MetastatsDriver

This driver extracts nodes and edges from the database that are required for the operations defined in the metastats module.

MetastatsDriver.agglomerate_networks(level=None, weight=True, networks=None)

Agglomerates to specified taxonomic level, or, if no level is specified, over all levels. Edges are agglomerated based on similarity at the specified taxonomic level. If ‘weight’ is set to True, edges are only agglomerated if their weight matches. The stop condition is the length of the pair list; as soon as no pair meets the qualification, agglomeration is terminated. By default, agglomeration is done separately per network in the database, so each network gets an agglomerated version.

The networks parameter can be both a dict and a list. If it is a dict, the keys are the new network names, the values the old names.

Pseudocode representation:

  1. Duplicate networks
  2. For each edge pair (taxon-level)-taxon-taxon-(taxon-level) 3. Create new edge 4. Delete edge pair
  • level: Taxonomic level to agglomerate to
  • weight: If True, takes edge weight sign into account
  • networks: If specified, only these networks are agglomerated

MetastatsDriver.copy_network(source_network, new_network)

Copies a network node and its edges. The network node name is new_network, edge IDs are generated with uuid4. The weights of the edges are not copied, only the signs.

  • source_network: Source network name
  • new_network: New network name

MetastatsDriver.get_pairlist(level, weight, network)

Returns an edge pair. A pair is defined as two edges linked to taxonomic nodes that have the same taxonomic assignment at the specified level, e.g. Nitrobacter-edge-Nitrosomonas.

  • level: Taxonomic level to identify a pair
  • weight: If True, specifies that edge weights should have the same sign
  • network: Name of network that the pairs should belong to

MetastatsDriver.agglomerate_pair(pair, level, weight, network)

For one pair, as returned by get_pairlist, this function creates new agglomerated nodes, deletes old agglomerated nodes, and chains taxonomic nodes to the new agglomerated nodes. Morever, the two old edges are deleted and replaced by a new edge.

  • pair:
  • List containing transaction results of query for pair
  • level: Taxonomic level to identify a pair
  • weight: If True, specifies that edge weights should have the same sign
  • network: Name of network that the pairs should belong to

MetastatsDriver.get_taxlist(level, network)

Returns taxon pairs.

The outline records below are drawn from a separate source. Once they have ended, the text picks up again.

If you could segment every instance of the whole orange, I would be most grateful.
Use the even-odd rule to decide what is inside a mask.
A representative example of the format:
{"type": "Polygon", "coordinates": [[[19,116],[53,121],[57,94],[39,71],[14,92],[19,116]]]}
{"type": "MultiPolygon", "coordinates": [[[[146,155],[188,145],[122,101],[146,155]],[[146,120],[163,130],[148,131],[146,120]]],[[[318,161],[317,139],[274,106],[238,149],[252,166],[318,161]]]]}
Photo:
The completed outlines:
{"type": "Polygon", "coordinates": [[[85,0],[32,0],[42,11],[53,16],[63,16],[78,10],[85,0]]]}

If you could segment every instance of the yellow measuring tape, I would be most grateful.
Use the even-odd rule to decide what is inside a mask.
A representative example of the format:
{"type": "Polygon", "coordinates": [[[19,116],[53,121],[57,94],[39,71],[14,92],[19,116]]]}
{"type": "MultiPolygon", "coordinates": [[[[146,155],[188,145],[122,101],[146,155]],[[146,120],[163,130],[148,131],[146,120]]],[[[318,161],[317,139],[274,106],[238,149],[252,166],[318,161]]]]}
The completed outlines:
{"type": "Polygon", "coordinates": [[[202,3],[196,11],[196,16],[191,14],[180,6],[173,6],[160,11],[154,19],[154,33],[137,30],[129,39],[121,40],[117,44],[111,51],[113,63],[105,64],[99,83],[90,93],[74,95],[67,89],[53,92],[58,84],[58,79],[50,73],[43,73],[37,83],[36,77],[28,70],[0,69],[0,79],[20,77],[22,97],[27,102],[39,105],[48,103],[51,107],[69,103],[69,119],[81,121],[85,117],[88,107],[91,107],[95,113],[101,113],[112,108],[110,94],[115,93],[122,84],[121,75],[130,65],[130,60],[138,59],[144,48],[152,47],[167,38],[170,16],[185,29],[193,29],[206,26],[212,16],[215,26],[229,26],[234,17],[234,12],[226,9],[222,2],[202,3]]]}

A taxon pair is a list containing two edges linked to identical taxonomy, e.g. edge-taxon-Nitrobacter-taxon-edge.

  • level: Taxonomic level to identify a pair
  • network: Name of network that the pair should belong to

MetastatsDriver.agglomerate_taxa(pair, level, network)

For one pair, as returned by get_taxlist, this function merges nodes with similar taxonomy but different edges together. Old nodes are linked to the new agglomerated node, except for Agglom_Taxon; in that case,links to the ancestral nodes are generated.

  • pair:
  • List containing transaction results of query for pair
  • level: Taxonomic level to identify a pair
  • weight: If false, merges edges with different weights

MetastatsDriver.associate_samples(label, null_input=None)

To test the hypothesis that taxa are associated with specific sample properties, the following tests are performed:

  1. For qualitative variables, a hypergeometric test is performed; how many edges do we expect by chance?
  2. For quantitative variables, Spearman correlation is performed. Because this is a hypothesis-generating tool, multiple-testing correction should be applied with care.
  • label: Label of property (e.g. pH) to query
  • null_input: If missing values are not specified as NA, specify the NA input here

MetastatsDriver.associate_taxon(taxon, null_input, properties)

Tests whether specific sample properties can be associated to a taxon.

  • taxon: Name of a taxon
  • null_input: If missing values are not specified as NA, specify the NA input here
  • properties: List specifying names of properties to query